You can notice that the statements marked with bold will be executed more than once, and this will cause a lot of unnecessary calls that we can avoid somehow storing those results somewhere. What can we use?
Memoization
There’s a way in which we can use closures to store the results of some of those executions and avoid processing them again later. For this, we can use memoization:
Is an optimization technique used primarily to speed up computer programs by storing the results of expensive function calls.
Basically, before using recursion to get the nth Fibonacci number, we will search in memory to see if that value was previously calculated and then use it, like a cache.
Now, we will change our code a little bit to support this:
let timesExecuted = 0;function fibonacci(n) { const innerFibonacci = m => {
timesExecuted++;
if (m <= 0) {
return 0;
} else if (m <= 2) {
return 1;
} else {
return innerFibonacci(m - 2) + innerFibonacci(m - 1);
}
}
return innerFibonacci(n);
}const result = fibonacci(40);
console.log(result); // 102334155
console.log(`Times executed: ${timesExecuted}`); // 204668309
As you can see, we now defined a function innerFibonacci that will be in charge of calculating the value, and we now have a wrapper called fibonacci, which is the function that will be executed initially and the one that will return our result.
With this, the next step is to create a storage variable inside our wrapper function to store our partial results and check if there’s a previously calculated value before computing new values.

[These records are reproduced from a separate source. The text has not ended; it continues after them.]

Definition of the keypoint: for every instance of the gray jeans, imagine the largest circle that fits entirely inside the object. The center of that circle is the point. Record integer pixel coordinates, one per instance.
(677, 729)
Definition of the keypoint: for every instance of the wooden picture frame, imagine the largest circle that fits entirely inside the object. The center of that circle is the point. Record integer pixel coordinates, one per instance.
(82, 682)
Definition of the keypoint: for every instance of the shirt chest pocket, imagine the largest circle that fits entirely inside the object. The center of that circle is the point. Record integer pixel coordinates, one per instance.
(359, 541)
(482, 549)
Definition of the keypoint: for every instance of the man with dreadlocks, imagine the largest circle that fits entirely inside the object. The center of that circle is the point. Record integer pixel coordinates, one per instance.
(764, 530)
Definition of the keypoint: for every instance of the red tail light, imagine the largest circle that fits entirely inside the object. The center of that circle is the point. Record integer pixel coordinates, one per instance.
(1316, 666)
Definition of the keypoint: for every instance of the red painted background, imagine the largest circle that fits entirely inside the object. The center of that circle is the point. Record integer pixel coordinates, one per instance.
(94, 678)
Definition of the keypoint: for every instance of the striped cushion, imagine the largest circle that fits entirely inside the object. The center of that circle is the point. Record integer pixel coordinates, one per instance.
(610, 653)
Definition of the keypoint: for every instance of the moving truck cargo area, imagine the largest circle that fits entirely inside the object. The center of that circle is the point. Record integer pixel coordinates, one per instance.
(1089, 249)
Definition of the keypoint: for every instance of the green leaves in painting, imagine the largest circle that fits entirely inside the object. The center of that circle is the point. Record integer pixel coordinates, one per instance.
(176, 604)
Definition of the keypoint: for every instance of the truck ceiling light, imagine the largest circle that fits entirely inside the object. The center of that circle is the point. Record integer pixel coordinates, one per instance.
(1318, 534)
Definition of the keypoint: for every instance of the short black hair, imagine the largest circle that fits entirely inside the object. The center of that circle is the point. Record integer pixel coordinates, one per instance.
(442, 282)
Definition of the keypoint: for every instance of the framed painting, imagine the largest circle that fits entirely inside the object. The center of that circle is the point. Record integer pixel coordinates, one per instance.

This is how it would look:
let timesExecuted = 0;function fibonacci(n) {
const fibonacciCache = new Map();
const innerFibonacci = m => {
if (fibonacciCache.has(m)) {
return fibonacciCache.get(m);
} else if (m <= 0) {
timesExecuted++;
return 0;
} else if (m <= 2) {
timesExecuted++;
return 1;
} else {
const resultInner = innerFibonacci(m - 2) + innerFibonacci(m - 1); timesExecuted++;
fibonacciCache.set(m, resultInner);
return resultInner;
}
} return innerFibonacci(n);
}const result = fibonacci(40);
console.log(result); // 102334155
console.log(`Times executed: ${timesExecuted}`); // 41
Can you believe it? 41 times vs 200 million times, that’s incredible. We are using a javascript Map to store our data, but you can use a native Object if you wish, or whatever data structure you like the most. There’s still some room for improvement though. We can try to remove the timesExecuted++ and a few ifs to avoid repetition, and we can sort things a little bit better.
Let’s try doing it:
function fibonacci(n) {
const fibonacciCache = new Map();
// Predefined values
fibonacciCache.set(0, 0);
fibonacciCache.set(1, 1);
fibonacciCache.set(2, 1);
const innerFibonacci = m => {
if (fibonacciCache.has(m)) {
return fibonacciCache.get(m);
} else {
const resultInner = innerFibonacci(m - 1) + innerFibonacci(m - 2); timesExecuted++;
fibonacciCache.set(m, resultInner); return resultInner;
}
} return innerFibonacci(n);
}const result = fibonacci(40);
console.log(result); // 102334155
console.log(`Times executed: ${timesExecuted}`); // 38
With this new change, we are defining some values in our memoization cache so we can remove some if statements, and also, we are reducing our number of executions from 41 to 38. Easy!
Conclusion
Even though this is not the best solution for a Fibonacci algorithm, it can be useful to learn recursion and its complications. Also, with this implementation, you can have a little more knowledge of memoization and how can it help you improve the performance of your apps.
Do you think there’s a way to reduce the number of executions even more using this implementation? How would you change to make it even more performant?